The real test of coolness comes during the operation. The aforementioned ability to manipulate a needle without holding it is still way cool. Holding multiple instruments on one hand is also considered essential cool. This skill involves putting your ring finger through ringed handle of scissors and/or clamps and flipping them back out of the way while operating with a different instrument. One instrument on the ring ringer qualifies for mild coolness, two brings the surgeon to the intermediate level, three raises him or her to expert and four means membership in the exclusive “superstar” club. Of course, any fumbling at any time, no matter how many instruments are involved, demotes the surgeon to complete uncool status.
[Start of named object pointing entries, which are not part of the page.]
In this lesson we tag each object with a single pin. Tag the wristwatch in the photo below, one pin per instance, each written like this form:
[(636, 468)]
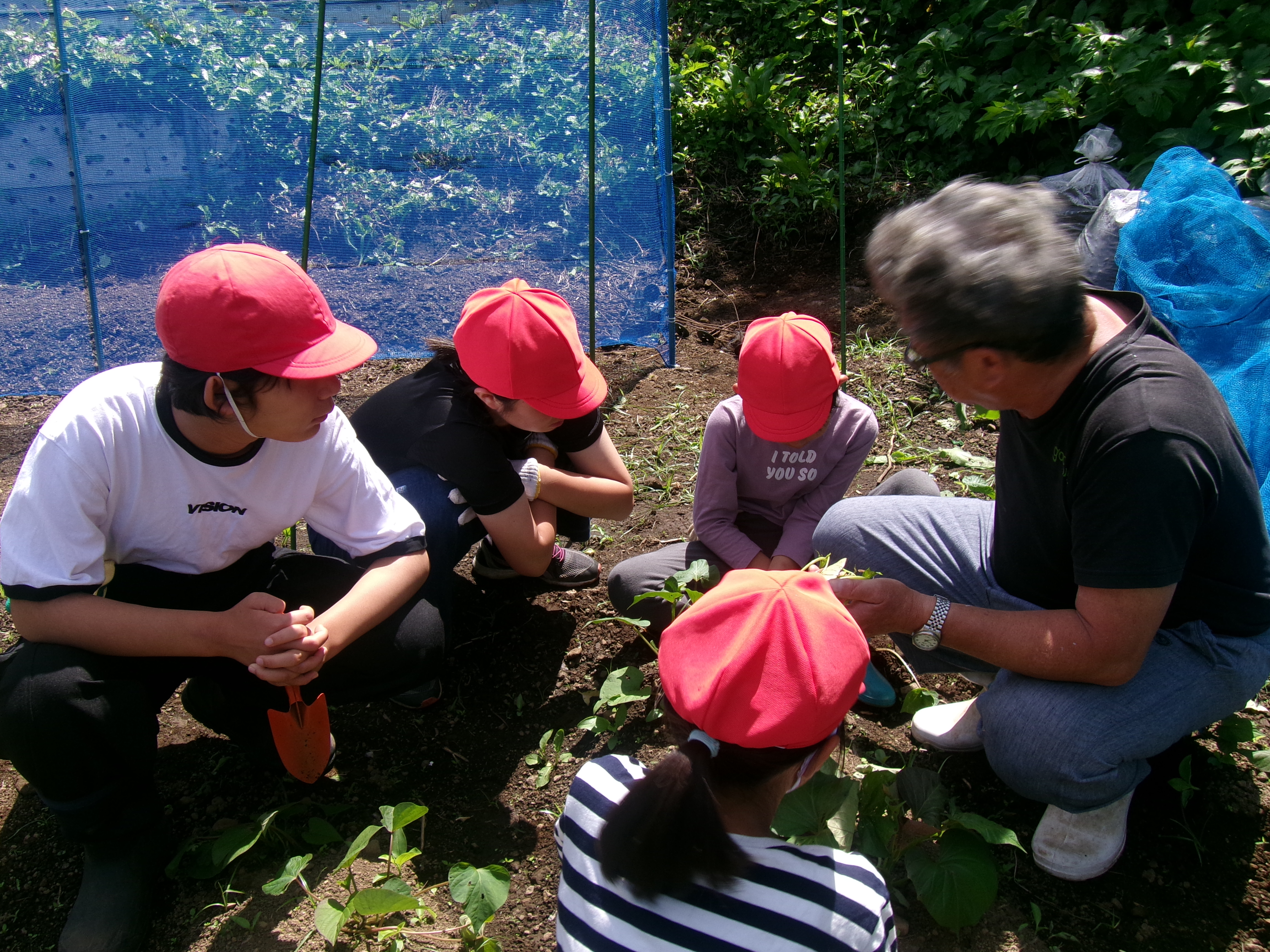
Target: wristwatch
[(928, 638)]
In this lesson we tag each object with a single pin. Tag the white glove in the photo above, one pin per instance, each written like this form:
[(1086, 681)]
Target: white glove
[(530, 478), (458, 498)]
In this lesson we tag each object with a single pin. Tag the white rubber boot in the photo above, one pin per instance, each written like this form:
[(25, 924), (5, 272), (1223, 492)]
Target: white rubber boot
[(953, 728), (1079, 847)]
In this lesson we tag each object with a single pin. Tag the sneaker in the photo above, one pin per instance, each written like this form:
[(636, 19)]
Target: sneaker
[(1077, 847), (115, 905), (491, 564), (418, 699), (953, 728), (569, 569)]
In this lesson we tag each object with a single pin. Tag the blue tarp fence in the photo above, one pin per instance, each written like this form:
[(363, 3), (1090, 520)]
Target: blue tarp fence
[(454, 152), (1202, 259)]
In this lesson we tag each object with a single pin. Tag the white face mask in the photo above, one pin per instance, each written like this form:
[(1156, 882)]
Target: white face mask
[(234, 407), (802, 770)]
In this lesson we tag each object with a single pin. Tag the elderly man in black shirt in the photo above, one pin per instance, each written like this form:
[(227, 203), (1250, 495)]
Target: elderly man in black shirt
[(1119, 588)]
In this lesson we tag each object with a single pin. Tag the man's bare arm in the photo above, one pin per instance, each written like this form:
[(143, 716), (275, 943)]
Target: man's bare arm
[(1103, 640)]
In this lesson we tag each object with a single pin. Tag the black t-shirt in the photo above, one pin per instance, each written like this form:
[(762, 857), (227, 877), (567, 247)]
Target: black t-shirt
[(1137, 478), (434, 419)]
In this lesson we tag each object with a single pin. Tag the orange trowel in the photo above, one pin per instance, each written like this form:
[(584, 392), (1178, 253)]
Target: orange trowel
[(303, 737)]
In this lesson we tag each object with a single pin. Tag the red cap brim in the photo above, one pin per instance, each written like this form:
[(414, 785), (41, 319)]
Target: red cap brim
[(343, 351), (580, 399), (785, 428)]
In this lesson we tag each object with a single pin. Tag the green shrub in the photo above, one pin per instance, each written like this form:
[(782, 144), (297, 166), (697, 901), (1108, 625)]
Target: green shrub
[(940, 88)]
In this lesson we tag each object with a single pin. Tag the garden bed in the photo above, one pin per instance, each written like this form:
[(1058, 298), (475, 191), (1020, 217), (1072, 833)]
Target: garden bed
[(524, 663)]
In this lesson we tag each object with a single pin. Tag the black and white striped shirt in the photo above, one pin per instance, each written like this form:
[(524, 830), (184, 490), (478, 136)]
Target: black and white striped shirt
[(793, 899)]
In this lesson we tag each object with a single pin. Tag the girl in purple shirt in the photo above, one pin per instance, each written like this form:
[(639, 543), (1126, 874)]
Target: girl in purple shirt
[(775, 458)]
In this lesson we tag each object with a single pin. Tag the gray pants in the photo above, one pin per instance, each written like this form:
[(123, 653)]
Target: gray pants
[(1076, 746), (649, 572)]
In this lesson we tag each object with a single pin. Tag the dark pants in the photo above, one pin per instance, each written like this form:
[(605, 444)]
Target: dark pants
[(448, 541), (649, 572), (82, 727)]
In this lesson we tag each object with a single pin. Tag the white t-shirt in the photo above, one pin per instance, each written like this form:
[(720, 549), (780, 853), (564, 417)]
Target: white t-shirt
[(792, 899), (105, 480)]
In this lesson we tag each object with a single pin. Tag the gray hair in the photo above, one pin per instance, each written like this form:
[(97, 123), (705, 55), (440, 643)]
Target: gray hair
[(982, 264)]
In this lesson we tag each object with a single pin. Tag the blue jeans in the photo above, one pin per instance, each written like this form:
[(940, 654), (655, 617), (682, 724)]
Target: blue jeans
[(1076, 746), (448, 541)]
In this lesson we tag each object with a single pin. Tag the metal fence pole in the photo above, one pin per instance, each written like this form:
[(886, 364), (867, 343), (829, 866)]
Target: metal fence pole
[(64, 80), (843, 211), (313, 140), (591, 180), (669, 174), (313, 167)]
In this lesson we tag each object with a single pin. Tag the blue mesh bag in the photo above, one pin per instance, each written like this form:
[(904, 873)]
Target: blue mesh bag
[(1202, 259)]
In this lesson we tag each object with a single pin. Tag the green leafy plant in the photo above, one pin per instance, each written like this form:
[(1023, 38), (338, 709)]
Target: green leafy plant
[(909, 824), (675, 592), (839, 569), (1046, 932), (1185, 786), (971, 414), (1230, 734), (621, 688), (689, 584), (548, 756), (919, 699), (365, 912), (481, 893)]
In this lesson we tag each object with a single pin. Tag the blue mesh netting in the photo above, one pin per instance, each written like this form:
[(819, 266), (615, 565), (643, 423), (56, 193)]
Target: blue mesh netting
[(451, 155), (1202, 258)]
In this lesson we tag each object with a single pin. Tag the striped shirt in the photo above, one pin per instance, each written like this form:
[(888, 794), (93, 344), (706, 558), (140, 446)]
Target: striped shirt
[(792, 899)]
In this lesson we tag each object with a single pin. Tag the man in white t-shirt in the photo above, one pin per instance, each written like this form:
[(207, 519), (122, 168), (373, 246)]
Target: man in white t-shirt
[(138, 551)]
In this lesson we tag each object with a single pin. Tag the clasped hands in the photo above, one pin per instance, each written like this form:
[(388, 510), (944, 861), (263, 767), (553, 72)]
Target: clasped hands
[(277, 647)]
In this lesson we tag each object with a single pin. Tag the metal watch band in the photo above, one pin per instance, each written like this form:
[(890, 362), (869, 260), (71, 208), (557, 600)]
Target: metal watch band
[(930, 635)]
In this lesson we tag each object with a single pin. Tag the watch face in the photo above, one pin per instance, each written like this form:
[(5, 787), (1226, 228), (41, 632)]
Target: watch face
[(925, 642)]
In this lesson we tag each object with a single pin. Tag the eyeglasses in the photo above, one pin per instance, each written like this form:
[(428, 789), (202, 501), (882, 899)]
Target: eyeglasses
[(917, 362)]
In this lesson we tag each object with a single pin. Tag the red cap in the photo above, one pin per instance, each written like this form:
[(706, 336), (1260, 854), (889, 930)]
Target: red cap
[(787, 376), (765, 661), (523, 343), (235, 306)]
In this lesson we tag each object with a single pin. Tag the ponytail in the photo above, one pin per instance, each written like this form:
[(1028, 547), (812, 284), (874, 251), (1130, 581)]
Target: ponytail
[(445, 352), (667, 832)]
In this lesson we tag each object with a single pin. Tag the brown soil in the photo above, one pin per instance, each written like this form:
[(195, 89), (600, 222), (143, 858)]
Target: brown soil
[(524, 662)]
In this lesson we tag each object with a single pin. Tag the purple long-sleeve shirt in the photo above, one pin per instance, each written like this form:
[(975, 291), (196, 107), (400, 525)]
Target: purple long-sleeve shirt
[(792, 488)]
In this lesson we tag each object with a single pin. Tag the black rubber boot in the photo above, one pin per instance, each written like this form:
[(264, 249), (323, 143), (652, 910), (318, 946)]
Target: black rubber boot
[(116, 900)]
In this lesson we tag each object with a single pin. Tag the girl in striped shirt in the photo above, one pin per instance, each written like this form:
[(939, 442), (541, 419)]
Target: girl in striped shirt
[(759, 677)]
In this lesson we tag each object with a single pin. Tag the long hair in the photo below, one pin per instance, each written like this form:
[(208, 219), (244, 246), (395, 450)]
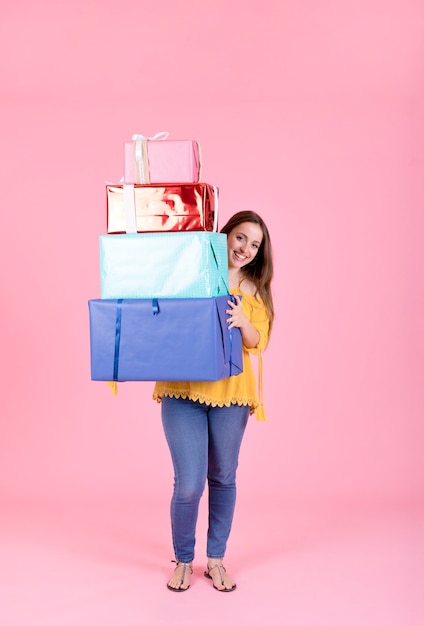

Similarly, attempting to manipulate the needle sans hands, being unsuccessful and then having to use fingers to adjust it also is very uncool. As a resident, one particular attending repeatedly tried to teach me to hold instruments on my ring finger instead of putting them down, which was my preference. He wasn’t really trying to teach me to be cool, he ws trying to teach me to avoid wasted motion. I never really mastered this skill; I still put the instruments down when I’m not using them and exchange them as necessary. I guess I’m still making unnecessary wasted movements. I don’t think my patients have suffered because of this deficiency.

Music played in the OR also can be a major contributor to achieving the proper state of coolness. Heavy Metal Rock and Roll played at over 100 decibels is supposed to be cool, while country western is not far behind. Listening to Swiss yodeling, classical music (my preference) or no music is not cool and also relegates me to the uncool category.

Being cool in the OR has the potential for all sorts of benefits. Having one’s choice of surgical techs and nurses is one perk. Being forgiven rude or ill tempered behavior also seems to be the province of the “cool” surgeon. Charming the OR scheduler to get a favorable start time for surgery also comes much easier to the coolest surgeons.

After thinking about all this coolness I realize that nothing I do fits into the aforementioned cool category. But, there are some things that surgeons do that are really, really, really cool. Treating the surgical staff with the greatest respect, being attentive to the worries and needs of the patient before, during and after surgery and making their families fully aware of what has or may transpire throughout the course of surgery; all these are the true epitome of coolness.

Throwing instruments, belittling and berating staff, ignoring patients and their family’s questions and concerns are definitely uncool. The coolest surgeons put patient first, do what’s right whether it’s the middle of the day or 2:00 am. Doing the right operation, at the right time and staying on top of any bumps in the surgical journey is what’s truly cool. All the rest is empty window dressing.


However, being able to flip the needle around with just the needle holder still looks pretty cool.